In 2010 when I started my fitness and weight loss journey, physical health and being in shape started to become a core value of who I am.

  • I don’t run. I am a runner.
  • I don’t just fit in exercise. I am a physically fit person.

See how that wording shifts the conversation?

If you just say, “I run”, you can easily dismiss the act of running if you don’t fit into your day. However, if “I am a runner”, it is the essence of who I am and I make it happen. I don’t just “mother” my children. I am their mother. There is actually a big difference. Anyone can “mother/nurture” them in a pinch or for a moment in time (School teachers. Babysitters. Grandparents.), but nobody else in this world can be their mother. It flows from my essence.

To begin exploring your own values and begin taking the limits off what you are capable of, think about your life and all of its components and begin rating them.
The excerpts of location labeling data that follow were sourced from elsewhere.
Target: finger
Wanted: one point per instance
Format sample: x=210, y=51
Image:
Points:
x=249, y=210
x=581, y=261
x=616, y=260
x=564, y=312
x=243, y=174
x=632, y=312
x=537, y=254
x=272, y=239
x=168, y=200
  1. Things I value very much: These are the things that are your very ESSENCE. An example for me is my physical fitness. Most people don’t value this as much as I do and therefore make excuses about why they can’t or won’t engage in daily exercise.
  2. Things I value: An example of this for me is financial gain. I do value financial gain and I want to be a wise steward of my family’s income and spend with frugality, however, money is not a top priority for me. I don’t value it enough to chase it over something I value very much.
  3. Things I don’t value very much: An example of this for me is a jam packed extracurricular social schedule. Every aspect of my daily life and work is to be surrounded by people and in relational and social settings, as well as run like wild, dragging kids between sporting events, hangouts, and practices full of even more people to socialize with. Because of this, I oftentimes neglect getting into social settings that aren’t work/ministry/leadership/parenting related because I value a little silence here and there. This can be a slippery slope because I know I need my relational cup filled instead of always being the one pouring, so I’m working on balance, but the point is, you most likely won’t find me at a RAVE until 2-3AM every Friday and Saturday craving a party.

I will continue to write about personal development, growth, and life changing transformation, as it is my sweet spot, I have experience in and with it, and I think it is fun to be encouraged and challenged. That said, Are there any particular topics or avenues in this space you would want me to cover?